Authors: Anouschka Swart

Abstract:

In 2023, sport faces a plethora of challenges including but not limited to match-fixing, corruption and doping to its integrity that, threatens both the commercial and public appeal. The continuous changes and commercialisation that has occurred within sport have led to a variety of consequences resulting in the need for ethics to be revived, as it used to be in the past to ensure sport is not in danger. In order to understand governance better, the Institute of Directors in Southern Africa, a global network of professional firms providing Audit, Tax and Advisory services, outlined a process explaining all elements with regards to corporate governance. This process illustrates a governing body’s responsibilities as strategy, policy, oversight and accountability. These responsibilities are further elucidated to 16 governing principles which are highlighted as essential for all organisations in order to achieve and deliver on effective governance outcomes.

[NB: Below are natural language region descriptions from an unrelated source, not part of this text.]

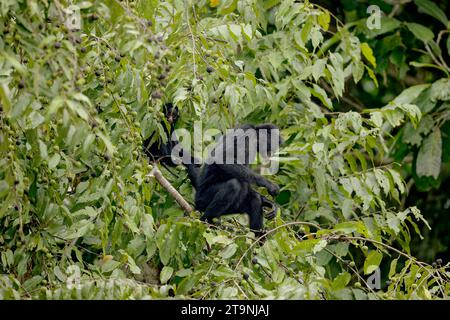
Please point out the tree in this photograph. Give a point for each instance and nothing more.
(81, 218)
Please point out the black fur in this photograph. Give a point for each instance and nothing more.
(226, 188)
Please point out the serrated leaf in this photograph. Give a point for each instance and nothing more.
(165, 274)
(372, 261)
(429, 157)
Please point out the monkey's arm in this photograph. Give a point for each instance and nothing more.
(245, 173)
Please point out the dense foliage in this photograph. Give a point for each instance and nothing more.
(80, 216)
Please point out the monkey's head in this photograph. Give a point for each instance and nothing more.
(269, 139)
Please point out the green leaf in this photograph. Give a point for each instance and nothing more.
(393, 268)
(165, 274)
(341, 281)
(229, 251)
(372, 261)
(429, 156)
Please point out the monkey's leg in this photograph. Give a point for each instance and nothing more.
(269, 204)
(225, 196)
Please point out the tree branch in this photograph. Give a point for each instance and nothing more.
(170, 189)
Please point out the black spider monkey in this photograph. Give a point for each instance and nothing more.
(224, 188)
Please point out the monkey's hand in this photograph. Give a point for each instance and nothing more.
(273, 189)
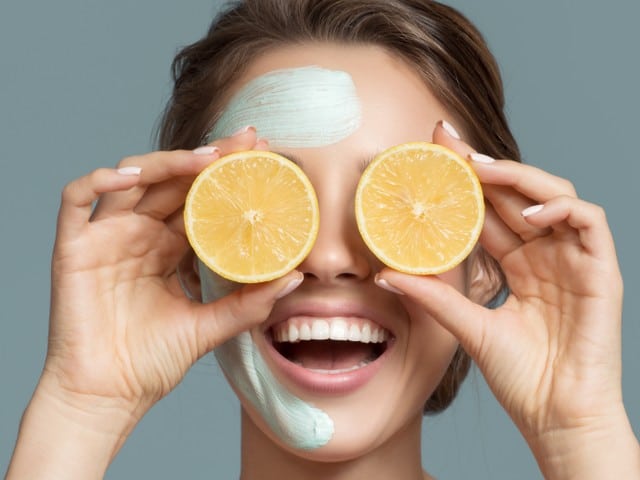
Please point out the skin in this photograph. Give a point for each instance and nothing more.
(551, 354)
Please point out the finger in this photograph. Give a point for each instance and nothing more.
(586, 219)
(162, 166)
(530, 181)
(508, 205)
(163, 199)
(241, 310)
(496, 237)
(79, 195)
(156, 167)
(465, 321)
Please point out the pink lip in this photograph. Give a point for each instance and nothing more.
(325, 383)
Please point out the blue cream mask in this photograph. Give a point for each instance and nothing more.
(295, 107)
(297, 423)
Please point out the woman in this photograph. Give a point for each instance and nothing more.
(123, 333)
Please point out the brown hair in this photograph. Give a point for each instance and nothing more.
(439, 42)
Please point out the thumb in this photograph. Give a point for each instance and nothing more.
(465, 319)
(246, 307)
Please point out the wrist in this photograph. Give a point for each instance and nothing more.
(63, 435)
(599, 448)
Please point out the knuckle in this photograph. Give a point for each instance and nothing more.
(132, 160)
(568, 187)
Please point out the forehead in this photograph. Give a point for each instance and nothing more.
(389, 93)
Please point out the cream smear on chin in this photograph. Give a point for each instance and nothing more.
(302, 107)
(294, 421)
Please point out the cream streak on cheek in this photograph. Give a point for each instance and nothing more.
(302, 107)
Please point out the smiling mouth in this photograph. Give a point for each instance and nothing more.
(335, 345)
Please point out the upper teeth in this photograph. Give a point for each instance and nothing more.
(337, 328)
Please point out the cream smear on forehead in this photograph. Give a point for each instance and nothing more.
(301, 107)
(294, 421)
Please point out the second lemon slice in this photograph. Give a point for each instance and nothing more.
(420, 208)
(251, 216)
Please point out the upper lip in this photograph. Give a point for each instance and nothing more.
(328, 309)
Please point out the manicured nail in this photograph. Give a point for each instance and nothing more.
(382, 283)
(129, 171)
(481, 158)
(244, 130)
(291, 286)
(450, 130)
(206, 150)
(527, 212)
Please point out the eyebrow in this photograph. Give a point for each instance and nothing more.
(298, 161)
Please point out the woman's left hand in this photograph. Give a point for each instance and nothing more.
(552, 352)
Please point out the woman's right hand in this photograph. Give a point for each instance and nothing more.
(122, 332)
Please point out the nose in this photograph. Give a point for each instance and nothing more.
(339, 253)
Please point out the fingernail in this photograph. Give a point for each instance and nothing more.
(263, 142)
(129, 170)
(382, 283)
(527, 212)
(450, 130)
(291, 286)
(244, 130)
(206, 150)
(480, 158)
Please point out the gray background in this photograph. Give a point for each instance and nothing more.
(82, 83)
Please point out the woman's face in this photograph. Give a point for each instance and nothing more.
(374, 391)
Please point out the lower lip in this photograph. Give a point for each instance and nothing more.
(327, 383)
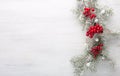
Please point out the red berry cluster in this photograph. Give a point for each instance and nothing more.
(88, 12)
(96, 50)
(94, 29)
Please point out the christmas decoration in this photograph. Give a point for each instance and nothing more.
(93, 18)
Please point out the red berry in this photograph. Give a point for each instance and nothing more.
(92, 9)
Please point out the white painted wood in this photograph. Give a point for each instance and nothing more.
(39, 37)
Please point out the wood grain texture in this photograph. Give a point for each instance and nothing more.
(39, 37)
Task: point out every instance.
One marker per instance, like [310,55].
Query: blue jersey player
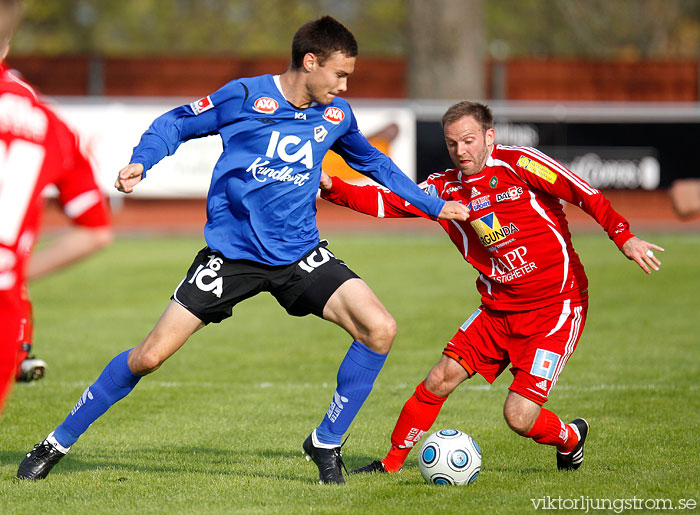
[261,232]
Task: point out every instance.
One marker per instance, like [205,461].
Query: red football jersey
[517,235]
[37,149]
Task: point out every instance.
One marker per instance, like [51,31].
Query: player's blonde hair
[480,112]
[10,14]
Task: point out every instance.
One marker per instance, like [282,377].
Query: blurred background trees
[421,48]
[560,28]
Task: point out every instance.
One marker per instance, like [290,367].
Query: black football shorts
[214,284]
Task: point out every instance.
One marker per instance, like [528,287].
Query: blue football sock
[115,382]
[356,377]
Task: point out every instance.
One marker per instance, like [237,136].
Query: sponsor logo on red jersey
[513,193]
[480,203]
[334,115]
[490,230]
[266,105]
[538,169]
[201,105]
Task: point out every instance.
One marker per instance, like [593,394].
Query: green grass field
[219,428]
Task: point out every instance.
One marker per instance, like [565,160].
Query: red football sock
[417,415]
[550,430]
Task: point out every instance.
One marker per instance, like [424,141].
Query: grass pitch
[219,428]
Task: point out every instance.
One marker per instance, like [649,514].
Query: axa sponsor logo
[266,105]
[201,105]
[336,407]
[481,203]
[513,193]
[490,230]
[335,115]
[206,277]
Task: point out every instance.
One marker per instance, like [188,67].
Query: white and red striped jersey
[517,236]
[37,149]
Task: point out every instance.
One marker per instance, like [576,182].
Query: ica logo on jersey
[201,105]
[334,115]
[206,278]
[266,105]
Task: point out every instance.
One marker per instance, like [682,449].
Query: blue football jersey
[261,204]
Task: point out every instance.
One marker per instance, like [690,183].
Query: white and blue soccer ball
[450,457]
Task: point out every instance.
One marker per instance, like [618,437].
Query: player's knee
[439,382]
[519,421]
[145,359]
[381,334]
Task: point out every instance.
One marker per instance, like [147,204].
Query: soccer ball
[450,457]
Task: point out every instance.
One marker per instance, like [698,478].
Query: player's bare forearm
[128,177]
[642,253]
[453,210]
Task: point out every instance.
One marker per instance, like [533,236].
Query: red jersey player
[36,150]
[533,288]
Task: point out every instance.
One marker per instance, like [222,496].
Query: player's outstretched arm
[642,253]
[453,210]
[129,176]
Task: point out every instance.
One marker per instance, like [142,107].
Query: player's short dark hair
[322,38]
[480,112]
[10,14]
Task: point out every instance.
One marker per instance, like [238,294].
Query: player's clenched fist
[453,210]
[128,177]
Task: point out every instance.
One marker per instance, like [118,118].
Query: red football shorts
[537,343]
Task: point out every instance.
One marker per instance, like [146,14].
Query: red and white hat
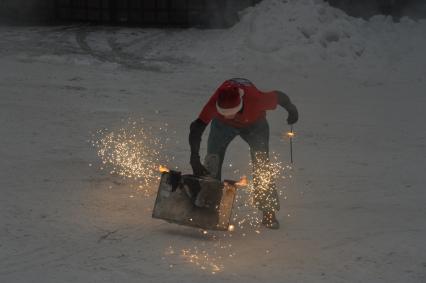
[230,100]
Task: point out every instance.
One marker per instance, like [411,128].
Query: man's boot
[269,220]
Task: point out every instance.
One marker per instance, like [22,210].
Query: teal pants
[256,135]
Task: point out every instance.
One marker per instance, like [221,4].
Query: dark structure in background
[175,13]
[182,13]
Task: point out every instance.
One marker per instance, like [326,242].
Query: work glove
[197,167]
[293,115]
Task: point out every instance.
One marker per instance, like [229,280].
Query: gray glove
[197,167]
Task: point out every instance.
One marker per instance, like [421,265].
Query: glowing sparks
[243,182]
[131,152]
[291,134]
[261,192]
[163,169]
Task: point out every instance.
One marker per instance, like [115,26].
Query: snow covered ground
[355,207]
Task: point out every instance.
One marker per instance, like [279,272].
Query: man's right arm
[196,130]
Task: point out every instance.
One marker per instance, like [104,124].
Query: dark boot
[269,220]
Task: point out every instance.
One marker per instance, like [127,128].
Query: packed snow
[353,203]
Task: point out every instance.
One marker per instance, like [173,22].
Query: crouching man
[238,108]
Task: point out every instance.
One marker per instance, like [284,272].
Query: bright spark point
[291,134]
[163,169]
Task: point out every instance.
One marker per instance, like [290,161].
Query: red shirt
[255,104]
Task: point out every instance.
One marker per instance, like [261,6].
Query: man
[239,108]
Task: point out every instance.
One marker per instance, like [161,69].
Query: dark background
[208,13]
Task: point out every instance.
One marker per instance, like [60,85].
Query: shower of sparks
[214,254]
[163,169]
[132,152]
[259,192]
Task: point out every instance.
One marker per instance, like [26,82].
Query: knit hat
[230,100]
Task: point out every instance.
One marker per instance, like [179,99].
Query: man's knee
[212,164]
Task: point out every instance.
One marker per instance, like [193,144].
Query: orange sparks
[291,134]
[163,169]
[243,182]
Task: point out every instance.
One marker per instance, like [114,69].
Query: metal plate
[199,202]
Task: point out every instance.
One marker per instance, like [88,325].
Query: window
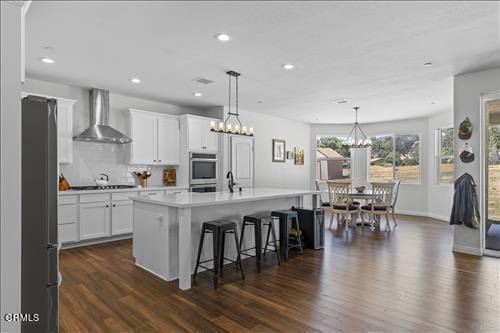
[333,160]
[381,158]
[407,162]
[444,157]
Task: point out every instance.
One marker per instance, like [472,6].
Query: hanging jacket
[465,204]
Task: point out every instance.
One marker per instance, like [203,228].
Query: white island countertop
[193,199]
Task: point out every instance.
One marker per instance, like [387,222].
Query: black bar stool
[287,241]
[218,229]
[258,220]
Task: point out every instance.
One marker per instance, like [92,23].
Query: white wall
[467,103]
[10,141]
[275,174]
[412,198]
[440,196]
[90,159]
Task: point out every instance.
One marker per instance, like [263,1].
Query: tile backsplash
[91,159]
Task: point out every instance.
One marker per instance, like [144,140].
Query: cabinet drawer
[67,199]
[67,233]
[181,190]
[67,214]
[153,193]
[94,197]
[123,195]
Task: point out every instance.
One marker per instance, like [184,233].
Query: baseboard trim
[96,241]
[439,217]
[155,274]
[423,214]
[468,250]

These outcomes are good ethical culture, good performance, effective control and legitimacy therefore, the aim of the study was to investigate the general state of governance within the clubs affiliated with a rugby club in South Africa by utilizing the King IV Code as the framework. The results indicated that the King Code IV principles are implemented by these rugby clubs to ensure they demonstrate commitment to corporate governance to both internal and external stakeholders. It is however evident that a similar report focused solely on sport is a necessity in the industry as this will provide more clarity on sport specific problems.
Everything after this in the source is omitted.